This section documents lower level changes that don’t directly impact the Python API.

  • Compilation of Dr.Jit is faster and produces smaller binaries. Downstream projects built on top of Dr.Jit will also see improvements on both metrics.

  • Dr.Jit now builds a support library (libdrjit-extra.so) containing large amounts of functionality that used to be implemented using templates. The disadvantage of the previous template-heavy approach was that this code ended up getting compiled over and over again especially when Dr.Jit was used within larger projects such as Mitsuba 3, where this caused very long compilation times.

    The following features were moved into this library:

    • Transcendental functions (drjit.log(), drjit.atan2(), etc.) now have pre-compiled implementations for Jit arrays. Automatic differentiation of such operations was also moved into libdrjit-extra.so.

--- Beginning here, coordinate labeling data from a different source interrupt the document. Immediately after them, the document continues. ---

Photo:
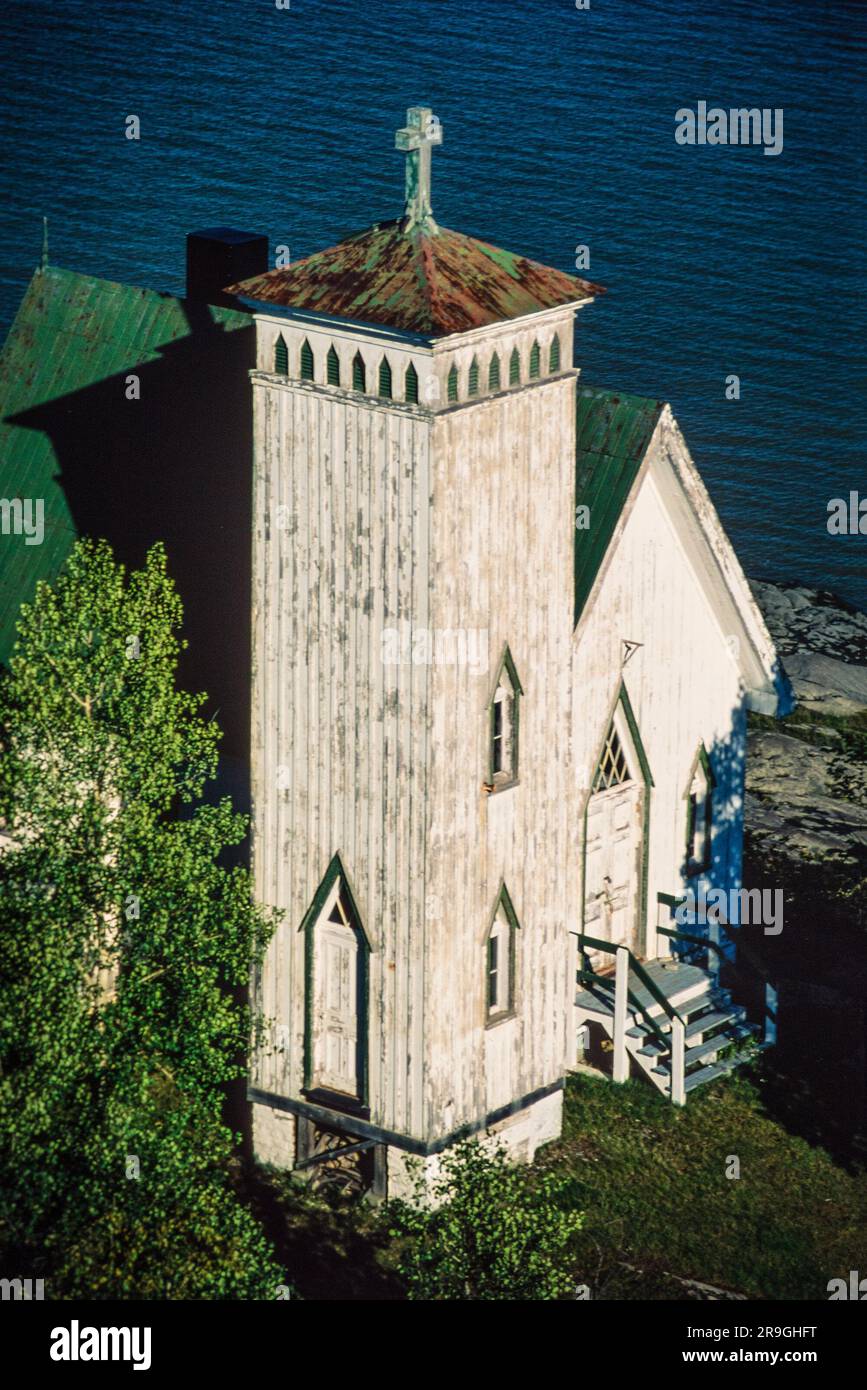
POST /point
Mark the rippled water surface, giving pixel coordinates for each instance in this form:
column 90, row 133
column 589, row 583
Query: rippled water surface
column 559, row 129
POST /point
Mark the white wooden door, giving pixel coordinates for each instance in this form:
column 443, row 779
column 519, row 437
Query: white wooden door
column 613, row 855
column 335, row 1022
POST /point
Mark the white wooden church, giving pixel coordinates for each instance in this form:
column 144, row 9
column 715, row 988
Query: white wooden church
column 503, row 655
column 502, row 660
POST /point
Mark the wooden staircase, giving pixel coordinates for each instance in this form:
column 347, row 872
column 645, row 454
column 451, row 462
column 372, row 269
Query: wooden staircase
column 670, row 1018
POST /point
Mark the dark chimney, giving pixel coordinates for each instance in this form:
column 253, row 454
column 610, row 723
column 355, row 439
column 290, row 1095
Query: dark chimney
column 221, row 256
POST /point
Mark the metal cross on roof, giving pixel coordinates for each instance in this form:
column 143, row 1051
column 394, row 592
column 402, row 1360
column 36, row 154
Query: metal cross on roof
column 416, row 139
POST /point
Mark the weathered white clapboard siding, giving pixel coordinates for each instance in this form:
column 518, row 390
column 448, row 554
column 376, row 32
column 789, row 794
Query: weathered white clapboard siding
column 373, row 514
column 502, row 553
column 684, row 681
column 339, row 738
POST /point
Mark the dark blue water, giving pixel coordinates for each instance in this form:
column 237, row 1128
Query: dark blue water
column 559, row 129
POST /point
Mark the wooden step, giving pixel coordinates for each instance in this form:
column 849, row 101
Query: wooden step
column 717, row 1019
column 710, row 1073
column 707, row 1048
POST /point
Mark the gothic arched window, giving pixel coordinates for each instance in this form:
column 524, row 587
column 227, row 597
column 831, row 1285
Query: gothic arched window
column 503, row 713
column 699, row 813
column 336, row 993
column 500, row 959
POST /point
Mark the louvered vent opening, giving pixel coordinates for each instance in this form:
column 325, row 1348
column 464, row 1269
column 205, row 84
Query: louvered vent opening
column 385, row 378
column 613, row 767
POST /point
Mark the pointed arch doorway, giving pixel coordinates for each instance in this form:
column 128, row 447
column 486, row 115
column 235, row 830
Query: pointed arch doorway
column 616, row 823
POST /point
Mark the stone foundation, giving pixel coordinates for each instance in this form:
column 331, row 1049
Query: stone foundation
column 274, row 1139
column 520, row 1134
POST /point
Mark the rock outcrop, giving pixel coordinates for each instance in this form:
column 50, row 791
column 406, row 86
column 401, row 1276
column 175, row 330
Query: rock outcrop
column 806, row 777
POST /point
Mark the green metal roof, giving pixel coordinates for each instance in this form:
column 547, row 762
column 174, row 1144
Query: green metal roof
column 71, row 332
column 612, row 439
column 414, row 280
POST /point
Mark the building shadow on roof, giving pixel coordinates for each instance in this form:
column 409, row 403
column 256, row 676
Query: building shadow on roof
column 175, row 466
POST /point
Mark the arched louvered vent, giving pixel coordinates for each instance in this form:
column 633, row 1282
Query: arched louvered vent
column 385, row 378
column 410, row 385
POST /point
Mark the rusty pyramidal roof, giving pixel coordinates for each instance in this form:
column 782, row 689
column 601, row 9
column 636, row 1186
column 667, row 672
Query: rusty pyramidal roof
column 411, row 274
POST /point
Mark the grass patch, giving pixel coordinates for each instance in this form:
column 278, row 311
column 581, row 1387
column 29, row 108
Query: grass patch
column 657, row 1205
column 650, row 1180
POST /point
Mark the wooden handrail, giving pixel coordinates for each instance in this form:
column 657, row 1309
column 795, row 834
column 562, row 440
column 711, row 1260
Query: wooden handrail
column 588, row 976
column 674, row 1043
column 739, row 945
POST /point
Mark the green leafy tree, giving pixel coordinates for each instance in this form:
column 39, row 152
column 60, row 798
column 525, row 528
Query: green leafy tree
column 486, row 1230
column 125, row 948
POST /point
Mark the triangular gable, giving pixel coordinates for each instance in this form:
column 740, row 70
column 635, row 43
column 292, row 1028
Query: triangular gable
column 613, row 432
column 614, row 439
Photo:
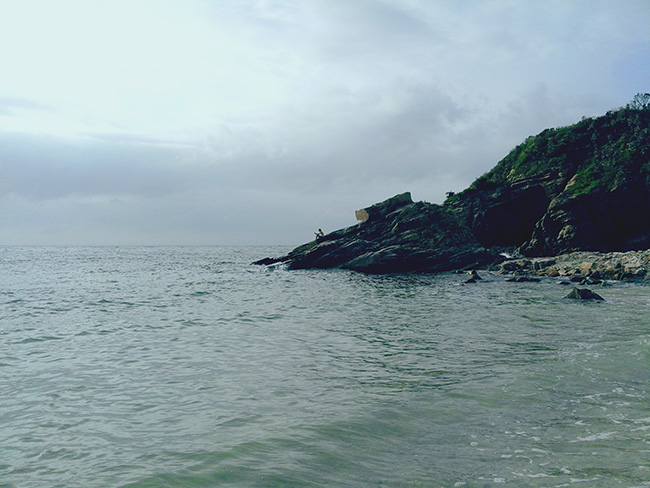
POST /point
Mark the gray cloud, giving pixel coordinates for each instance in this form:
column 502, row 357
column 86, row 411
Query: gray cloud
column 265, row 119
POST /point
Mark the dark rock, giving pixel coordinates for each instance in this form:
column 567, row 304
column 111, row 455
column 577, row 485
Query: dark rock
column 396, row 236
column 267, row 261
column 523, row 279
column 583, row 187
column 583, row 294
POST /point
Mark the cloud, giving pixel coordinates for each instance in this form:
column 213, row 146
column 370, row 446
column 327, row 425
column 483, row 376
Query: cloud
column 253, row 121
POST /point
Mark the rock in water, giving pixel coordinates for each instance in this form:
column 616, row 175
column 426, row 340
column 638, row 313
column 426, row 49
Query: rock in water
column 396, row 236
column 583, row 294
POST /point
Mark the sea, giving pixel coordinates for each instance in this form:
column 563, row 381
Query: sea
column 174, row 367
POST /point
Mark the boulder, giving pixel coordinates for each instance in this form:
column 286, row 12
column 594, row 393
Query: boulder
column 583, row 294
column 395, row 236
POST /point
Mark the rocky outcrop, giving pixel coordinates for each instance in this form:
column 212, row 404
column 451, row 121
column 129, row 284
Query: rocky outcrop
column 580, row 188
column 583, row 294
column 584, row 187
column 395, row 236
column 629, row 266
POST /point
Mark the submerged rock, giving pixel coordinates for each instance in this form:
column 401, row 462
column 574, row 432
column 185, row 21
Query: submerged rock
column 395, row 236
column 583, row 294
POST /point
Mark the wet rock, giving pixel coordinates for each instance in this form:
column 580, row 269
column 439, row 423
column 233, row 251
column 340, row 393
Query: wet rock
column 396, row 236
column 523, row 279
column 583, row 294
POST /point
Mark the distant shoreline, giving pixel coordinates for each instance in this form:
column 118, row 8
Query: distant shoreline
column 626, row 266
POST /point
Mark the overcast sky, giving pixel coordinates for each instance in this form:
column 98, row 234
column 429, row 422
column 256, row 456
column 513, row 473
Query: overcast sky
column 257, row 122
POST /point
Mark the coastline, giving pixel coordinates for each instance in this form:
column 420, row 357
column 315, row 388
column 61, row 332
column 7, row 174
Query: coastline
column 623, row 266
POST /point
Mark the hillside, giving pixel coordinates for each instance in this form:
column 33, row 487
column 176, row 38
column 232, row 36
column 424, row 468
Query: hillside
column 582, row 187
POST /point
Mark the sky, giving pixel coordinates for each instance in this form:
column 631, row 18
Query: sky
column 256, row 122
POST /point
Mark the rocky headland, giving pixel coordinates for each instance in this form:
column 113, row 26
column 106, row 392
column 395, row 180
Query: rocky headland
column 569, row 201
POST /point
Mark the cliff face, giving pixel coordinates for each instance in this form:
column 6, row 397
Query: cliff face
column 583, row 187
column 395, row 236
column 580, row 188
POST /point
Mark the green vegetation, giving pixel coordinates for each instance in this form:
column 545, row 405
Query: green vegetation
column 600, row 152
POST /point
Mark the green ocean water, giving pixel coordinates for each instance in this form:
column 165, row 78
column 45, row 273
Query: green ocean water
column 188, row 367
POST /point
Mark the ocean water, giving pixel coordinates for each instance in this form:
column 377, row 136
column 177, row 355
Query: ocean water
column 188, row 367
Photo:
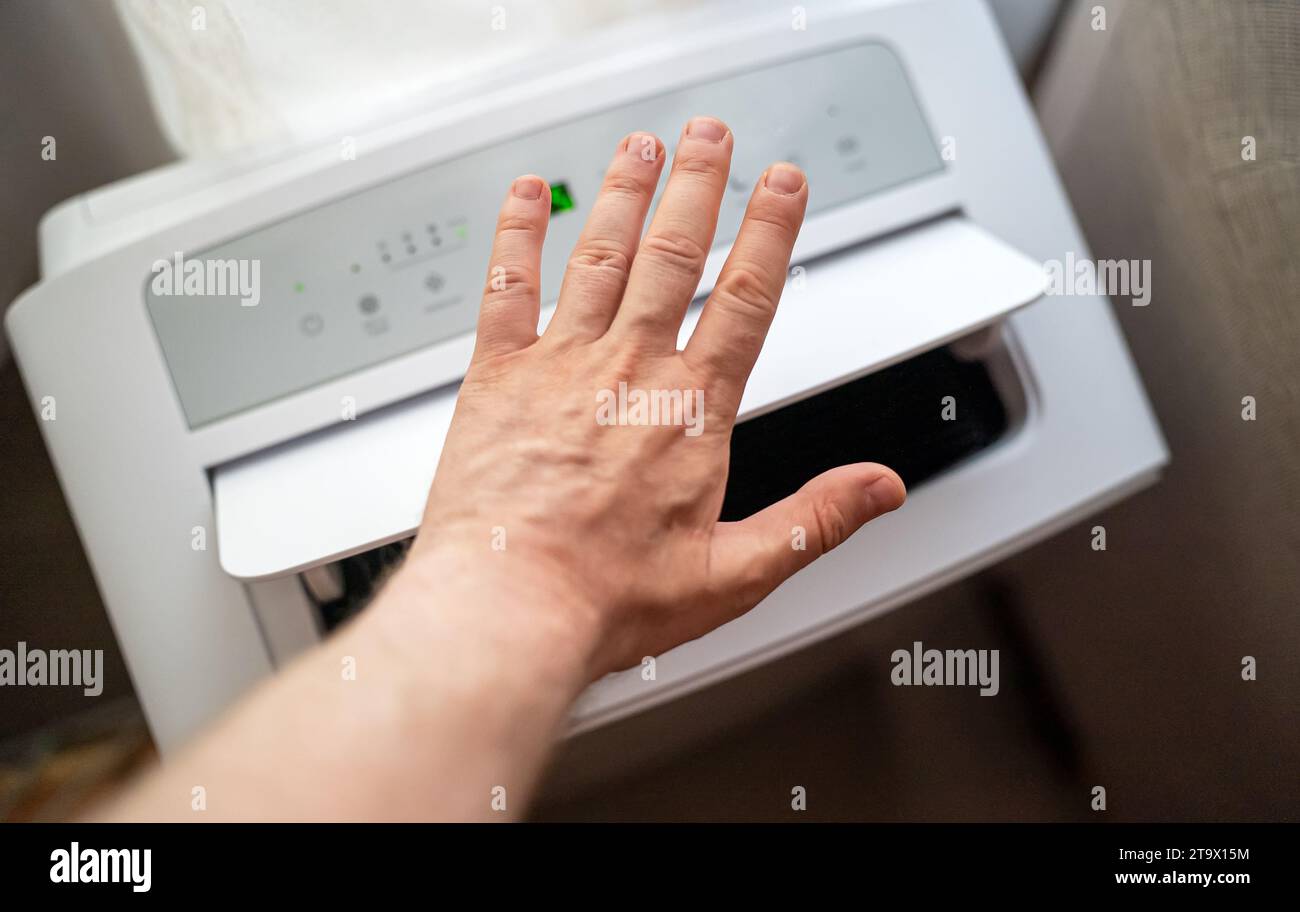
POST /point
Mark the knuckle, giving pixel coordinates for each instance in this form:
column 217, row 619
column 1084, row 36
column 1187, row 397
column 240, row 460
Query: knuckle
column 701, row 165
column 625, row 185
column 748, row 292
column 605, row 256
column 511, row 224
column 510, row 281
column 676, row 251
column 772, row 217
column 831, row 524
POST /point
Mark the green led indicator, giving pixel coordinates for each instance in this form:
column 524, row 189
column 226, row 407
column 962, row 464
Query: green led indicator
column 560, row 199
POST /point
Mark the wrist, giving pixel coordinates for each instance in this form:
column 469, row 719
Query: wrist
column 524, row 617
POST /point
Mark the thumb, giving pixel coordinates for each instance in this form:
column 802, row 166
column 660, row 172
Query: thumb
column 755, row 555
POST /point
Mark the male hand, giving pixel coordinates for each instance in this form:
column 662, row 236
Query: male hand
column 611, row 529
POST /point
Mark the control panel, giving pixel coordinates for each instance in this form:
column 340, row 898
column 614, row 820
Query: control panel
column 401, row 265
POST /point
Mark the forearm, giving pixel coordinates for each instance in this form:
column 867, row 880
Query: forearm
column 438, row 694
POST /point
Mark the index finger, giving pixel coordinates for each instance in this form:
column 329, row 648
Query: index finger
column 737, row 315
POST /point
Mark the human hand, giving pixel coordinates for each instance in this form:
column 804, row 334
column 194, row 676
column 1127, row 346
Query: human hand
column 611, row 529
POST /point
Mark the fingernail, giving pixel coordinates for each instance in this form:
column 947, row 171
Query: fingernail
column 887, row 494
column 706, row 129
column 528, row 189
column 642, row 146
column 783, row 178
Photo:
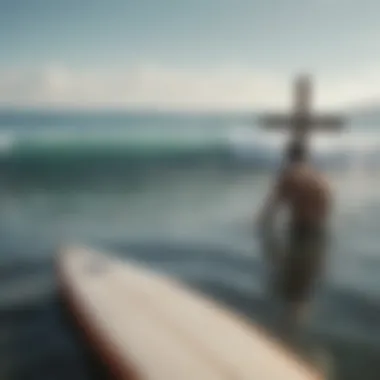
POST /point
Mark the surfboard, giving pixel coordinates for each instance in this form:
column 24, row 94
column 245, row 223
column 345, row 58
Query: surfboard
column 146, row 326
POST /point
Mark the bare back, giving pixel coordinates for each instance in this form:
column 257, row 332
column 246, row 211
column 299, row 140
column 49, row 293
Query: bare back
column 306, row 193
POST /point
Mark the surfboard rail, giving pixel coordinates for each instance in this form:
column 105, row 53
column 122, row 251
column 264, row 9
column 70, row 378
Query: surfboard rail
column 76, row 292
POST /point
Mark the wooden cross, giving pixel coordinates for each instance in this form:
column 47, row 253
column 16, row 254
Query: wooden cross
column 301, row 122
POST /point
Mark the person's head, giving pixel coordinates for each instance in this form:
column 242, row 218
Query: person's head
column 296, row 153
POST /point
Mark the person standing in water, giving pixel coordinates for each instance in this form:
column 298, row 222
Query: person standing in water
column 305, row 192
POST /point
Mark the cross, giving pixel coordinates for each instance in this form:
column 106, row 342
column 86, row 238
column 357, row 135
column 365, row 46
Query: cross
column 301, row 122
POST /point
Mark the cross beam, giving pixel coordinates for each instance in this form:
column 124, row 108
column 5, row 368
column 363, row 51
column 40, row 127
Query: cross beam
column 301, row 122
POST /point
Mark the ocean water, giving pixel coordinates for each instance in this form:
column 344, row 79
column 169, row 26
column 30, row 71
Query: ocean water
column 179, row 193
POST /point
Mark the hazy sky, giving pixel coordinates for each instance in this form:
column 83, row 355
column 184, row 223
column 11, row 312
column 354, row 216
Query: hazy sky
column 186, row 54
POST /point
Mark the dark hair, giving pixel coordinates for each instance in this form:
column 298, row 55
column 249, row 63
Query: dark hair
column 296, row 152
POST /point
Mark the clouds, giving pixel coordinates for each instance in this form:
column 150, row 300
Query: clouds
column 156, row 87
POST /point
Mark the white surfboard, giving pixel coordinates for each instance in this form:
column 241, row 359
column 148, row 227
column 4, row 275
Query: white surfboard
column 145, row 326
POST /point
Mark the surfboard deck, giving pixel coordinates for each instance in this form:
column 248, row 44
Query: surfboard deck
column 144, row 325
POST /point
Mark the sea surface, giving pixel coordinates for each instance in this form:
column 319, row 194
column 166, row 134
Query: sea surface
column 178, row 192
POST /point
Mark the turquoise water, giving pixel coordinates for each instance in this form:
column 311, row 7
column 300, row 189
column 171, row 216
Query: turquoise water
column 179, row 193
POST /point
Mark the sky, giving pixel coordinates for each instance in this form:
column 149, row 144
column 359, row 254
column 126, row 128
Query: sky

    • The AD layer was rewritten to reduce the previous backend (drjit/autodiff.h) into a thin wrapper around functionality in libdrjit-extra.so. The previous AD-related shared library libdrjit-autodiff.so no longer exists.

    • The template-based C++ interface to perform vectorized method calls on instance arrays (drjit/vcall.h, drjit/vcall_autodiff.h, drjit/vcall_jit_reduce.h, drjit/vcall_jit_record.h) was removed and turned into generic implementation within the libdrjit-extra.so library. All functionality (symbolic/evaluated model, automatic differentiation) is now exposed through a single statically precompiled function (ad_call). The same function is also used to realize the Python interface (drjit.switch(), drjit.dispatch()).

      To de-emphasize C++ virtual method calls (the interface is more broadly about calling things in parallel), the header file was renamed to drjit/call.h. All macro uses of DRJIT_VCALL_* should be renamed to DRJIT_CALL_*.

    • Analogous to function calls, the Python and C++ interfaces to symbolic/evaluated loops and conditionals are each implemented through a single top-level function (ad_loop and ad_cond) in libdrjit-extra.so. This removes large amounts of template code and accelerates compilation.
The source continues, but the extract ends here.